A Secretaria de Estado da Saúde de São Paulo reiterou nesta quinta-feira (21) as orientações à rede estadual de saúde sobre os fluxos de identificação, notificação, isolamento e atendimento de casos suspeitos de ebola no estado.

A Organização Mundial da Saúde (OMS) registra quase 600 casos suspeitos e 139 mortes suspeitas por ebola em surtos na República Democrática do Congo (foto) e em Uganda, na África.
De acordo com a secretaria, o risco da doença chegar ao Brasil é baixo devido à falta de transmissão local do vírus na América do Sul, à inexistência de voos diretos entre as áreas afetadas na África e a América do Sul, e ao modo de transmissão, que ocorre por contato direto com sangue, secreções e outros fluidos corporais de pessoas sintomáticas contaminadas.
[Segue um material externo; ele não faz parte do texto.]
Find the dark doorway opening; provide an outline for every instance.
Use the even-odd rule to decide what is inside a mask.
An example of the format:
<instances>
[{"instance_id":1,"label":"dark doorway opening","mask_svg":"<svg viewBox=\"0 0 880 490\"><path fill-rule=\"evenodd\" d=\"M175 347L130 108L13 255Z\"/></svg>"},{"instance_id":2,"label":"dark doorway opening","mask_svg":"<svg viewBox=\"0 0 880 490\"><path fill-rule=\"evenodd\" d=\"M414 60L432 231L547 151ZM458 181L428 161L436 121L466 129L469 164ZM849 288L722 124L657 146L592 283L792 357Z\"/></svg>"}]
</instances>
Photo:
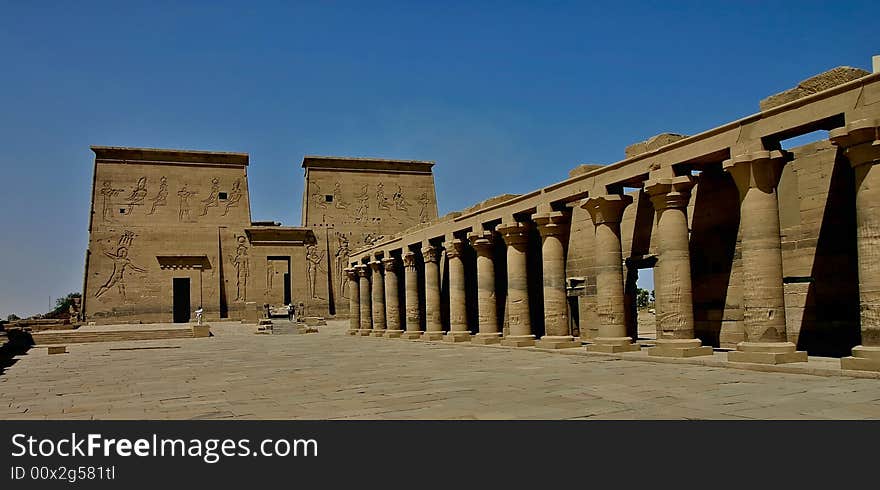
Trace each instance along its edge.
<instances>
[{"instance_id":1,"label":"dark doorway opening","mask_svg":"<svg viewBox=\"0 0 880 490\"><path fill-rule=\"evenodd\" d=\"M188 277L173 279L174 292L174 323L186 323L190 318L190 290Z\"/></svg>"}]
</instances>

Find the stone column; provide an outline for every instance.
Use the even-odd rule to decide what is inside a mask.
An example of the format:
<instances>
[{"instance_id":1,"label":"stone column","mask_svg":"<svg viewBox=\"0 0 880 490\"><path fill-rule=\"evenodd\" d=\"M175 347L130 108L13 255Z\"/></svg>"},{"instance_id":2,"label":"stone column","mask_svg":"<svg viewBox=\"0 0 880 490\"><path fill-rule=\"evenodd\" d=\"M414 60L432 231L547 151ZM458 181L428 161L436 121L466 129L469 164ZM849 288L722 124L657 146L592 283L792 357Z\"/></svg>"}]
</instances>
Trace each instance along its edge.
<instances>
[{"instance_id":1,"label":"stone column","mask_svg":"<svg viewBox=\"0 0 880 490\"><path fill-rule=\"evenodd\" d=\"M373 280L371 281L373 293L373 337L381 337L385 335L385 279L382 277L382 262L374 260L370 262L370 268L373 269Z\"/></svg>"},{"instance_id":2,"label":"stone column","mask_svg":"<svg viewBox=\"0 0 880 490\"><path fill-rule=\"evenodd\" d=\"M565 294L565 242L568 240L569 217L559 211L532 215L541 234L541 255L544 286L544 336L535 342L543 349L580 347L569 335L568 298Z\"/></svg>"},{"instance_id":3,"label":"stone column","mask_svg":"<svg viewBox=\"0 0 880 490\"><path fill-rule=\"evenodd\" d=\"M880 371L880 119L860 119L829 133L855 173L856 247L862 344L841 369Z\"/></svg>"},{"instance_id":4,"label":"stone column","mask_svg":"<svg viewBox=\"0 0 880 490\"><path fill-rule=\"evenodd\" d=\"M357 270L358 277L360 278L360 291L358 292L358 296L361 300L361 328L358 330L358 335L370 335L370 331L373 328L373 314L370 297L370 268L361 264L355 266L355 270Z\"/></svg>"},{"instance_id":5,"label":"stone column","mask_svg":"<svg viewBox=\"0 0 880 490\"><path fill-rule=\"evenodd\" d=\"M620 242L620 220L623 210L632 203L632 196L608 194L591 197L581 205L593 219L596 229L596 310L599 335L587 346L594 352L629 352L641 349L626 336L623 304L623 252Z\"/></svg>"},{"instance_id":6,"label":"stone column","mask_svg":"<svg viewBox=\"0 0 880 490\"><path fill-rule=\"evenodd\" d=\"M501 340L508 347L535 345L529 318L529 282L526 252L529 243L527 223L502 223L496 228L507 244L507 318L509 334Z\"/></svg>"},{"instance_id":7,"label":"stone column","mask_svg":"<svg viewBox=\"0 0 880 490\"><path fill-rule=\"evenodd\" d=\"M403 254L403 268L406 281L406 331L400 338L416 340L422 336L422 315L419 308L419 274L416 270L416 254L407 251Z\"/></svg>"},{"instance_id":8,"label":"stone column","mask_svg":"<svg viewBox=\"0 0 880 490\"><path fill-rule=\"evenodd\" d=\"M498 331L498 305L495 297L495 243L491 231L468 234L471 246L477 252L477 314L479 332L471 342L497 344L501 342Z\"/></svg>"},{"instance_id":9,"label":"stone column","mask_svg":"<svg viewBox=\"0 0 880 490\"><path fill-rule=\"evenodd\" d=\"M345 277L348 278L348 335L357 335L361 326L360 286L358 285L357 270L346 268Z\"/></svg>"},{"instance_id":10,"label":"stone column","mask_svg":"<svg viewBox=\"0 0 880 490\"><path fill-rule=\"evenodd\" d=\"M382 259L385 266L385 337L400 337L400 299L397 291L397 259L390 255Z\"/></svg>"},{"instance_id":11,"label":"stone column","mask_svg":"<svg viewBox=\"0 0 880 490\"><path fill-rule=\"evenodd\" d=\"M422 248L425 261L425 333L422 340L442 340L440 322L440 249L431 245Z\"/></svg>"},{"instance_id":12,"label":"stone column","mask_svg":"<svg viewBox=\"0 0 880 490\"><path fill-rule=\"evenodd\" d=\"M467 298L465 297L464 262L461 253L465 243L453 239L446 247L449 267L449 332L444 338L447 342L470 342L471 332L467 324Z\"/></svg>"},{"instance_id":13,"label":"stone column","mask_svg":"<svg viewBox=\"0 0 880 490\"><path fill-rule=\"evenodd\" d=\"M807 360L785 336L782 244L776 185L785 155L759 150L724 161L739 189L742 232L743 327L746 339L727 354L731 362L780 364Z\"/></svg>"},{"instance_id":14,"label":"stone column","mask_svg":"<svg viewBox=\"0 0 880 490\"><path fill-rule=\"evenodd\" d=\"M687 206L693 177L680 176L645 182L654 204L659 258L654 267L657 312L656 347L652 356L694 357L712 354L694 338L694 298L691 285L690 234Z\"/></svg>"}]
</instances>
Mesmo com risco reduzido, a pasta recomenda que os serviços de saúde mantenham vigilância sobre pessoas com febre e histórico de viagem nos últimos 21 dias para regiões com circulação do vírus.
“São Paulo age preventivamente e mantém sua rede pronta para uma resposta rápida e segura. Por concentrar um importante fluxo internacional de viajantes, o estado dispõe de protocolos definidos, vigilância ativa, equipes capacitadas e unidades de referência para identificação, notificação e atendimento oportuno de casos suspeitos”, afirmou a coordenadora de Saúde da Coordenadoria de Controle de Doenças, Regiane de Paula.
Até o momento, 51 casos foram confirmados em duas províncias ao norte da República Democrática do Congo, embora a própria OMS reconheça que a extensão do surto na região seja muito maior do que os números oficiais indicam.
A doença pode iniciar de forma abrupta, com febre alta, dor de cabeça intensa, dores musculares, fadiga, náuseas, vômitos, diarreia e dor abdominal. Nos casos graves, pode evoluir para manifestações hemorrágicas, choque e falência múltipla de órgãos. O período de incubação — entre a contaminação e o surgimento dos sintomas — varia de dois a 21 dias.
No estado de São Paulo, casos suspeitos devem ser notificados imediatamente à Vigilância Epidemiológica municipal e ao Centro de Vigilância Epidemiológica estadual. A eventual remoção de pacientes será feita pelo Grupo de Resgate e Atendimento às Urgências e Emergências (GRAU).
O Instituto de Infectologia Emílio Ribas, na capital paulista, é a unidade de referência estadual para o atendimento de casos suspeitos ou confirmados.
Até agora, não existem vacinas licenciadas nem terapias específicas aprovadas para a cepa atual de ebola, a Bundibugyo. As vacinas e tratamentos disponíveis foram desenvolvidos para a cepa Zaire e não demonstram eficácia comprovada contra a variante responsável pelo surto atual.